A month ago, Clandestina launched this online store from Havana in order to continue operating and thus face the negative impact of the coronavirus pandemic on the Cuban economy and, especially, the private sector.
But this Wednesday, through an email, Ecwid informed it had to discontinue this service. The reason was that “it was operating from Cuba,” the representatives of this independent Cuban company explained in a statement.
Ecwid operates as an e-commerce platform for small businesses. The way it works allows these ventures to make online sales in a simpler way. In addition, it is designed in such a way that it allows the collection to be carried out manually.

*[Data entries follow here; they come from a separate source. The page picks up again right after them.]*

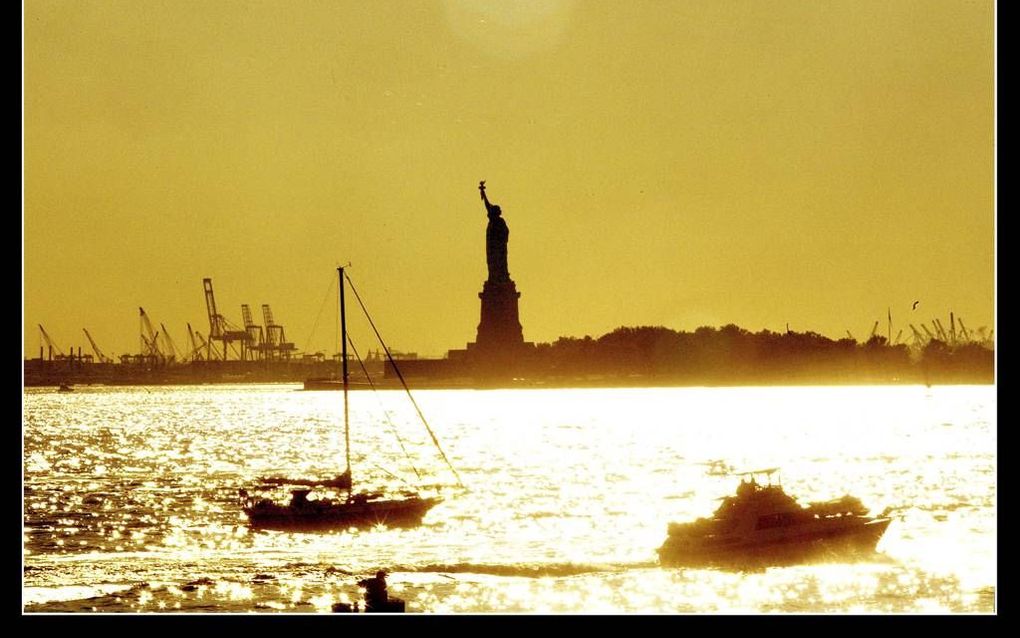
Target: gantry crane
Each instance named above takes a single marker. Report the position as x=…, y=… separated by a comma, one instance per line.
x=219, y=329
x=99, y=353
x=49, y=343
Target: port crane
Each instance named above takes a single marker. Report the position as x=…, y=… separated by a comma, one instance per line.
x=99, y=353
x=219, y=329
x=49, y=343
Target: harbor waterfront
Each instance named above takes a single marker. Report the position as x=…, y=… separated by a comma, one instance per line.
x=131, y=497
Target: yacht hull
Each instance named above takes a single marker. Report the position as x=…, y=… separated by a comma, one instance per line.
x=825, y=540
x=316, y=516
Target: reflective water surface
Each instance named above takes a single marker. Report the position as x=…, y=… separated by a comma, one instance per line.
x=131, y=497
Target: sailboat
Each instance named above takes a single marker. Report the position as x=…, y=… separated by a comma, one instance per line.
x=365, y=508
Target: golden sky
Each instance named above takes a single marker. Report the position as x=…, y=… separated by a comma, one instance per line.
x=658, y=162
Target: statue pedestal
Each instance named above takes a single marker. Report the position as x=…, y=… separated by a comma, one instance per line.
x=500, y=328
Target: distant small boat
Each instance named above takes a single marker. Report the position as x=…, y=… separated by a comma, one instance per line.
x=763, y=526
x=323, y=383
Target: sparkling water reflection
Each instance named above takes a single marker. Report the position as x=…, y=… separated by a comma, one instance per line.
x=131, y=497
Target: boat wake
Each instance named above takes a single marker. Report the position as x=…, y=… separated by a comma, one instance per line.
x=524, y=570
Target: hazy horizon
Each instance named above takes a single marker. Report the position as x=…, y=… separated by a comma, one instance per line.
x=658, y=163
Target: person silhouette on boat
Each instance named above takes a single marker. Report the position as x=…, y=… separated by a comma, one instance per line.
x=376, y=597
x=497, y=237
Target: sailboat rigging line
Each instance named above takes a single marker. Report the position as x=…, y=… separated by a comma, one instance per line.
x=402, y=382
x=325, y=298
x=386, y=412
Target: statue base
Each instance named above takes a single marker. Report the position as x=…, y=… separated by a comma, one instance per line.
x=500, y=328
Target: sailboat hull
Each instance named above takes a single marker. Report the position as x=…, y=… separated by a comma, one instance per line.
x=328, y=516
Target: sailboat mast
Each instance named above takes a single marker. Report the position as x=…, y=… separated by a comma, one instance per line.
x=343, y=359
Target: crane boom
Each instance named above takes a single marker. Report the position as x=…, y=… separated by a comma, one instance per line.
x=99, y=353
x=49, y=342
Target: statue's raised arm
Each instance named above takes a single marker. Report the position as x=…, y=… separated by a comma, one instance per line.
x=489, y=206
x=497, y=236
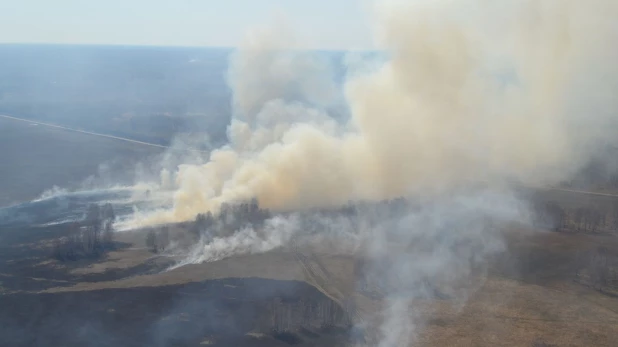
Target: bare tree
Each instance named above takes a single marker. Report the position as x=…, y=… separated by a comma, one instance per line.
x=151, y=241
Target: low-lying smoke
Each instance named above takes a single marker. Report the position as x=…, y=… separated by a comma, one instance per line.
x=459, y=101
x=472, y=97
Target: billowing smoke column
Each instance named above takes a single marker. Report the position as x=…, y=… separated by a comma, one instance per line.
x=471, y=93
x=472, y=96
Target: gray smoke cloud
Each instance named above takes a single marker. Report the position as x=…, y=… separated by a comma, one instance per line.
x=470, y=94
x=525, y=96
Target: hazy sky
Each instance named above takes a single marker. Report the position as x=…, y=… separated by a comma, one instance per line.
x=328, y=24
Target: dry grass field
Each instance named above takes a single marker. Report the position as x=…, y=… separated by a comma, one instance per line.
x=536, y=293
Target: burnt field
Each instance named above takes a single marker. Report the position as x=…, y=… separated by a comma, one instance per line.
x=35, y=158
x=553, y=284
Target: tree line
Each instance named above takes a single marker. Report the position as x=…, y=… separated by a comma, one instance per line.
x=551, y=215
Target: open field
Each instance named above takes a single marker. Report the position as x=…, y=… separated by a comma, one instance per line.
x=35, y=158
x=528, y=296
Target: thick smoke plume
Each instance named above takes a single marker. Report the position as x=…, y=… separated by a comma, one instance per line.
x=471, y=93
x=472, y=98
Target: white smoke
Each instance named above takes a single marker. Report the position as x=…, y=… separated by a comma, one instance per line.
x=470, y=94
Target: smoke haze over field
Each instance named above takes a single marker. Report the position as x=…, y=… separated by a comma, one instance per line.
x=473, y=97
x=472, y=93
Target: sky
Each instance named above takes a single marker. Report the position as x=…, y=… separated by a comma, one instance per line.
x=319, y=24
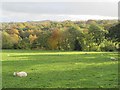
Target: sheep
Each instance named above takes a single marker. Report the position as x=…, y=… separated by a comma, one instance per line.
x=113, y=58
x=20, y=74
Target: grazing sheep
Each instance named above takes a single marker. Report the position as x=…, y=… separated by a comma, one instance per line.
x=20, y=74
x=113, y=58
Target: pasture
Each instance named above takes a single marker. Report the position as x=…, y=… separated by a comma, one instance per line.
x=54, y=69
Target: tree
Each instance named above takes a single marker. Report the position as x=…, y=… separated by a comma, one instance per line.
x=6, y=41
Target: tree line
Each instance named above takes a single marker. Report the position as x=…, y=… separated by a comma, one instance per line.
x=91, y=35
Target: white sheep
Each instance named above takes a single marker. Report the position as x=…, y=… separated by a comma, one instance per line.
x=20, y=74
x=113, y=58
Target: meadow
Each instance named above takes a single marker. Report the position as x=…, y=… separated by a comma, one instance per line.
x=55, y=69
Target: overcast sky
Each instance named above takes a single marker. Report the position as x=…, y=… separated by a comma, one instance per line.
x=57, y=11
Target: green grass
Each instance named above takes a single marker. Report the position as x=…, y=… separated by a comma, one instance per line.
x=52, y=69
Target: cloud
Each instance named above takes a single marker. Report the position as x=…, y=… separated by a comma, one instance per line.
x=26, y=11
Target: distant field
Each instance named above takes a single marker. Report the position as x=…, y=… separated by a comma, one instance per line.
x=53, y=69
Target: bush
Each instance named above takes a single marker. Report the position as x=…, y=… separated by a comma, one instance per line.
x=107, y=46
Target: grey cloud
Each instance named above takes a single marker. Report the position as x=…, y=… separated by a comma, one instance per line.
x=68, y=8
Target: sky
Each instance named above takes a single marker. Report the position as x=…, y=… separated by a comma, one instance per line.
x=58, y=11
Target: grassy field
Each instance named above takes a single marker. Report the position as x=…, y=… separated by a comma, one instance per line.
x=52, y=69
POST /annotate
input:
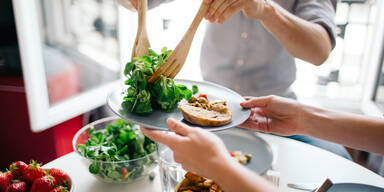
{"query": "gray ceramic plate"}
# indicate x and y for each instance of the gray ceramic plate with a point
(157, 120)
(245, 141)
(354, 187)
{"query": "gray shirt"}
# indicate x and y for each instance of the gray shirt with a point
(242, 55)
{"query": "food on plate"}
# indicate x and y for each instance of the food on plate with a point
(195, 183)
(201, 111)
(32, 178)
(141, 97)
(242, 158)
(113, 152)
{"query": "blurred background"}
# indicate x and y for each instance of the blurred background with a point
(79, 47)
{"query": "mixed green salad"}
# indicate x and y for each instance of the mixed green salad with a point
(119, 141)
(141, 97)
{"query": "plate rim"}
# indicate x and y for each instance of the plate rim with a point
(154, 127)
(266, 144)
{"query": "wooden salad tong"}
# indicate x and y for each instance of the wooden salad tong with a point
(141, 46)
(178, 56)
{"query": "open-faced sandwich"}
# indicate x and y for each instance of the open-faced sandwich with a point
(195, 183)
(201, 111)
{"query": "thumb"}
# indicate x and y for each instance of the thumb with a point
(178, 127)
(257, 102)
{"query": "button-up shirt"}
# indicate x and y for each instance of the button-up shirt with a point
(244, 56)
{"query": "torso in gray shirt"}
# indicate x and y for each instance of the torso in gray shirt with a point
(242, 55)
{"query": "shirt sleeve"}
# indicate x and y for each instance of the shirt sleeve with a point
(318, 11)
(154, 3)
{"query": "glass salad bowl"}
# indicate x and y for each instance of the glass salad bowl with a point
(116, 151)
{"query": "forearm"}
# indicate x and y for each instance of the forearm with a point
(356, 131)
(305, 40)
(232, 177)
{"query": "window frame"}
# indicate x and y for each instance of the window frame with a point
(42, 115)
(374, 60)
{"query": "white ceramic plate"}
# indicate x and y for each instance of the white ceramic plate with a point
(157, 120)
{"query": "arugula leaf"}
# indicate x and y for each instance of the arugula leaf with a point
(119, 141)
(195, 89)
(141, 97)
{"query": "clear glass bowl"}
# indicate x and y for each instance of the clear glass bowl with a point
(171, 172)
(116, 171)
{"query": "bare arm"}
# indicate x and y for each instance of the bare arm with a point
(288, 117)
(356, 131)
(203, 153)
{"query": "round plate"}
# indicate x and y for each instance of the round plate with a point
(354, 187)
(245, 141)
(157, 120)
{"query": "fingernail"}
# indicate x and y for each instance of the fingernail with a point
(212, 18)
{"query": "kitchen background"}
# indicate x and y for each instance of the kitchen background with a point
(84, 45)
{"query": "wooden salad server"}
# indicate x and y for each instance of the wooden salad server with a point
(141, 46)
(178, 56)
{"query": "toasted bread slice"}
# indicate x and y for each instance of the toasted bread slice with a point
(205, 117)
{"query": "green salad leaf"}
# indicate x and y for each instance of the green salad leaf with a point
(141, 97)
(119, 141)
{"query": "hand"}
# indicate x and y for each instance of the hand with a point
(221, 10)
(129, 4)
(273, 114)
(197, 150)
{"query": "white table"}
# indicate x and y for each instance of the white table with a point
(297, 162)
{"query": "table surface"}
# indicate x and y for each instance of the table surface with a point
(297, 162)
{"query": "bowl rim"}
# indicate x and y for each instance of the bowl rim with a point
(92, 124)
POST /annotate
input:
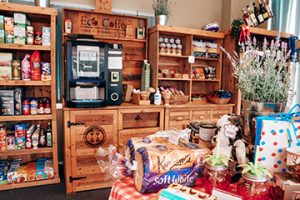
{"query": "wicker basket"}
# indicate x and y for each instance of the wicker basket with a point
(217, 100)
(177, 100)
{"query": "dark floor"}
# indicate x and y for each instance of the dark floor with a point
(52, 192)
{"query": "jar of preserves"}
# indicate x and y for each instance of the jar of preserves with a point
(33, 107)
(26, 107)
(38, 38)
(251, 187)
(216, 177)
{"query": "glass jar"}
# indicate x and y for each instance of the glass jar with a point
(253, 188)
(216, 177)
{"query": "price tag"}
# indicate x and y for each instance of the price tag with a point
(191, 59)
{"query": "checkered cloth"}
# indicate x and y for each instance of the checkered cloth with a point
(125, 189)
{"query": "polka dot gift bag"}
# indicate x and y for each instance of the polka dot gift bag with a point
(274, 134)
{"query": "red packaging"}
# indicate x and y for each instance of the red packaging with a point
(35, 66)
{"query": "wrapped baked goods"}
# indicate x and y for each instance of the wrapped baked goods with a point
(160, 162)
(179, 192)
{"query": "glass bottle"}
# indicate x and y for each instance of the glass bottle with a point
(216, 177)
(251, 187)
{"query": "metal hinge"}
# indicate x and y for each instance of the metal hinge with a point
(74, 124)
(71, 178)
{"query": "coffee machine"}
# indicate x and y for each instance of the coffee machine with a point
(93, 73)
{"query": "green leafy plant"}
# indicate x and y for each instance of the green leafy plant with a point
(161, 7)
(255, 170)
(263, 75)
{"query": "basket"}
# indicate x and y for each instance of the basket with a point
(217, 100)
(177, 100)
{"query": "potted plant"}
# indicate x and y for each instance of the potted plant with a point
(264, 80)
(253, 184)
(162, 11)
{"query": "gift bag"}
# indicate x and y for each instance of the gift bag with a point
(274, 134)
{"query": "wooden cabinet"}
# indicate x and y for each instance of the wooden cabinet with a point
(138, 123)
(180, 116)
(85, 131)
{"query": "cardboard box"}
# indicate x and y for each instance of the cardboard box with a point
(19, 18)
(19, 34)
(287, 183)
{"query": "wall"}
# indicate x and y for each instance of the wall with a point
(191, 13)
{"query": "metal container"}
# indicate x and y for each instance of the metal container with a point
(161, 20)
(42, 3)
(251, 110)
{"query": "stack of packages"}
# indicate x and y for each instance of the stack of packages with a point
(277, 147)
(14, 172)
(162, 159)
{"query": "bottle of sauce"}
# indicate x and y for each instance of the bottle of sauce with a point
(35, 137)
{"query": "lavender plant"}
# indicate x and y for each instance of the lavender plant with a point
(263, 76)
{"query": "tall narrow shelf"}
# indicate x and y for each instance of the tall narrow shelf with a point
(39, 17)
(188, 85)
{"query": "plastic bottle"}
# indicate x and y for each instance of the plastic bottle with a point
(157, 97)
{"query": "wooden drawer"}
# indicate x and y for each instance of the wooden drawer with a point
(125, 135)
(179, 119)
(140, 118)
(201, 116)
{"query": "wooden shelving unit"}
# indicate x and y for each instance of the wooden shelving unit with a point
(189, 86)
(39, 17)
(228, 81)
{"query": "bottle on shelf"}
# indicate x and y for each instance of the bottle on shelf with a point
(268, 8)
(157, 97)
(35, 137)
(49, 135)
(263, 11)
(257, 13)
(252, 16)
(246, 18)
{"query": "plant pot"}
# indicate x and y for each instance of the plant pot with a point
(161, 20)
(251, 110)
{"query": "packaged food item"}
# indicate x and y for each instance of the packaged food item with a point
(18, 101)
(26, 68)
(33, 107)
(26, 107)
(35, 66)
(29, 35)
(68, 26)
(46, 35)
(46, 71)
(20, 130)
(19, 18)
(20, 142)
(10, 142)
(7, 102)
(22, 174)
(160, 162)
(38, 38)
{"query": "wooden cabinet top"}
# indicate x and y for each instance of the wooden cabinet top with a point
(187, 31)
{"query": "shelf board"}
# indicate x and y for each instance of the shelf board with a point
(29, 184)
(24, 83)
(26, 151)
(205, 80)
(25, 47)
(208, 59)
(173, 79)
(173, 56)
(25, 118)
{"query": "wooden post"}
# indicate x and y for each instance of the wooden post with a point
(103, 6)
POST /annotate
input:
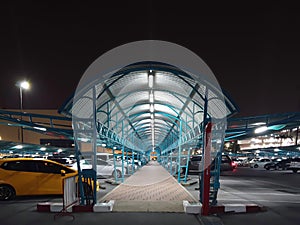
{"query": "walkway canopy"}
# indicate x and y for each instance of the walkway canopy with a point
(147, 105)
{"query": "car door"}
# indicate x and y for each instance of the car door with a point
(22, 175)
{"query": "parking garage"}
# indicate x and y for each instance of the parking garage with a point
(149, 107)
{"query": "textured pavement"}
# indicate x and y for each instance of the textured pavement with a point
(150, 189)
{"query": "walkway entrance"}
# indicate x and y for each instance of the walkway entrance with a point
(150, 189)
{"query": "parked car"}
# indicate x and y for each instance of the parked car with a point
(29, 176)
(294, 165)
(255, 163)
(278, 164)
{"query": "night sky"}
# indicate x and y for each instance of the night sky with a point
(252, 48)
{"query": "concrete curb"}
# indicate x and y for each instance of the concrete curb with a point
(236, 208)
(58, 207)
(192, 208)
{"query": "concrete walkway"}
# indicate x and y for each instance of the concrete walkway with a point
(150, 189)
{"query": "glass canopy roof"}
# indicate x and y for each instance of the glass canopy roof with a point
(145, 103)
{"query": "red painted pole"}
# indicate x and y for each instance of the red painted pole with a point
(206, 175)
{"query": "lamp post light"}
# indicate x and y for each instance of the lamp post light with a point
(23, 85)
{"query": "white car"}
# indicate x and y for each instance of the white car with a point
(255, 163)
(103, 168)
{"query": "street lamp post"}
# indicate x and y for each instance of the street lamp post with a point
(23, 85)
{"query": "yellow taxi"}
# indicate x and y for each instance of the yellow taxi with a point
(30, 176)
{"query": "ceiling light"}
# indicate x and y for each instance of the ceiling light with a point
(261, 129)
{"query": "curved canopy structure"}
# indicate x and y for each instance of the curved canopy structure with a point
(149, 105)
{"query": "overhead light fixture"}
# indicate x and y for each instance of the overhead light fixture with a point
(40, 128)
(150, 79)
(151, 108)
(261, 129)
(151, 97)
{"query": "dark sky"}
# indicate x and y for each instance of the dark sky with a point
(252, 48)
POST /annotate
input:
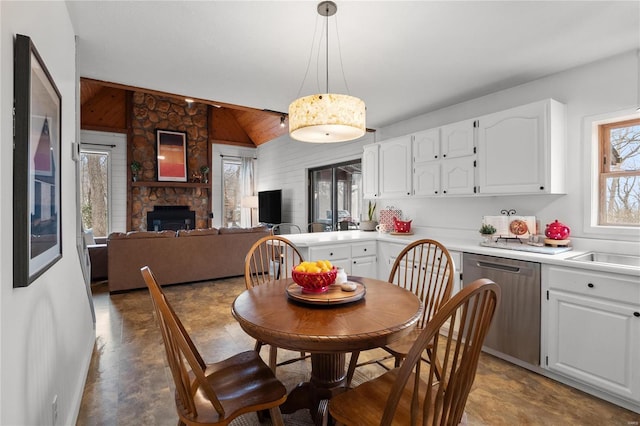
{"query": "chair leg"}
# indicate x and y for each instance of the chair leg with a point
(397, 362)
(276, 416)
(353, 363)
(273, 357)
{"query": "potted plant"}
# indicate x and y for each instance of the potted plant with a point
(487, 230)
(370, 224)
(136, 166)
(205, 176)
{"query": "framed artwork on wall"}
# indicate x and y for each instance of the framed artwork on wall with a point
(172, 155)
(37, 230)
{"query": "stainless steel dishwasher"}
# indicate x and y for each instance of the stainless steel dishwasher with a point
(515, 329)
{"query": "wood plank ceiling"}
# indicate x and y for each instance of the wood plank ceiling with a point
(104, 108)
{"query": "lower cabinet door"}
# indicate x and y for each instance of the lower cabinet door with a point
(596, 342)
(366, 266)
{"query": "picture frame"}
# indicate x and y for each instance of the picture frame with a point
(37, 215)
(171, 148)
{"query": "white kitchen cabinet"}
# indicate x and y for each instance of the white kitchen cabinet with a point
(387, 254)
(339, 255)
(426, 146)
(593, 329)
(364, 259)
(370, 185)
(395, 171)
(437, 172)
(426, 178)
(356, 258)
(456, 257)
(522, 150)
(458, 139)
(458, 176)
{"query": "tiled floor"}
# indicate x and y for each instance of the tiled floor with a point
(129, 382)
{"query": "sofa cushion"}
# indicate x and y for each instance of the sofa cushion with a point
(151, 234)
(195, 232)
(242, 230)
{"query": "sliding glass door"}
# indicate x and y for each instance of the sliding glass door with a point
(335, 194)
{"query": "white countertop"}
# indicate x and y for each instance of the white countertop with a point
(469, 245)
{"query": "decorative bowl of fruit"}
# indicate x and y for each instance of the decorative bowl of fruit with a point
(314, 277)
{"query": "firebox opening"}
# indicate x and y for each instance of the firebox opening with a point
(172, 218)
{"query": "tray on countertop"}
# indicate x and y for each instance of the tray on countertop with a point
(527, 247)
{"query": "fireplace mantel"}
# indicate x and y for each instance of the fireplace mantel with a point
(156, 184)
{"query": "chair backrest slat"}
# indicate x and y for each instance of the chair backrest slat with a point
(270, 258)
(182, 354)
(425, 268)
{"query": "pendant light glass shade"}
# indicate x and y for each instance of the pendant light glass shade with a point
(327, 118)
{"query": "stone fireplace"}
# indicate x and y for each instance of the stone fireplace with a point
(149, 113)
(171, 218)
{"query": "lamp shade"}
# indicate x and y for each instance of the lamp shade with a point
(327, 118)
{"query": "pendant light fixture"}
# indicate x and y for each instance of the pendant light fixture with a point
(327, 117)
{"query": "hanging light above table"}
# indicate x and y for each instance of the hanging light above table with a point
(327, 117)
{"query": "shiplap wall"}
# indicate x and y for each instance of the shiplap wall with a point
(117, 172)
(284, 163)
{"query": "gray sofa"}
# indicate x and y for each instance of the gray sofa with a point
(178, 257)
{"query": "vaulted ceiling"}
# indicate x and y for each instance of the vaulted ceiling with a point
(403, 58)
(104, 107)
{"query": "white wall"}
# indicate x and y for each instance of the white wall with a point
(284, 163)
(605, 86)
(46, 329)
(117, 172)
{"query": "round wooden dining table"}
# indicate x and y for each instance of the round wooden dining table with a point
(327, 331)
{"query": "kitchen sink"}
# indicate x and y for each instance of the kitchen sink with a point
(608, 258)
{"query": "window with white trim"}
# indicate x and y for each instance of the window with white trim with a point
(619, 174)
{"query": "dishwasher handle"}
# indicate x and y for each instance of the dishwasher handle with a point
(498, 266)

However, Clandestina explained that due to the U.S. blockade/embargo against Cuba, payment gateways are not an accessible route for entrepreneurs based on the island.
“A month ago when we set up the page, there was the option of Cuba. When the first three weeks passed, we realized that Cuba had been removed from the list of countries from which it could be accessed. To continue working we made some changes at the programming level and today, one day after completing exactly one month of activating the page, we received an email confirming that we were unsubscribed,” said Félix González, manager of Clandestina online stores.
The leaders and workers of this Cuban venture regret that this decision was imposed at a time marked by the coronavirus pandemic, which has caused significant losses for the private sector in Cuba and the world and the closure of several self-employed facilities.
“The coronavirus situation is affecting all the economies of the world. The global entrepreneurial sector is looking for solutions so that, without risking the lives of employees, their clients and the community, they can continue to generate income that will allow them to operate in the long term and overcome the crisis. In this scenario, virtual commerce has become, if not the only, but the most efficient way to continue operating,” they pointed out.
Despite this measure against its permanence and development, Clandestina affirmed that “it will not stop.”
With a still limited internet service, the island is experiencing an exceptional moment in which state and private companies are beginning, for the first time and timidly, to provide virtual shopping services.
“We must continue, we can’t stop. We have struggled a lot for five years and we have to keep going. Our priority is to pay our staff’s wages and continue serving our community. But we can’t expose ourselves. Lines must be avoided and social distance maintained, and, under these circumstances, the only way is through online commerce,” says Leire Fernández, executive director and founder of Clandestina together with designer Idania del Río.
The statement affirms that the U.S. blockade/embargo, strengthened by the current Donald Trump administration, is “doing in” the private sector in Cuba.
“The blockade policies are doing in the private sector in Cuba. It is getting harder by the day. They really have to stop and start helping us instead of sinking us,” said Del Río.
Clandestina is the first urban fashion brand that is managed independently in Cuba. Since its foundation, it has managed to sell its clothing and accessories through the Internet and at the headquarters of its store in Old Havana, which before the pandemic was visited daily by a large number of public, both Cuban and foreign.
The brand, which mid last year managed to present its work in a store in Brooklyn, United States, has held exhibitions and fashion shows such as “Country in Construction (PEC)” and “Glorias Deportivas”. In both shows, it has exhibited on a larger scale its designs that combine in a very original and iconoclastic way the spirit of a part of Cuban youth.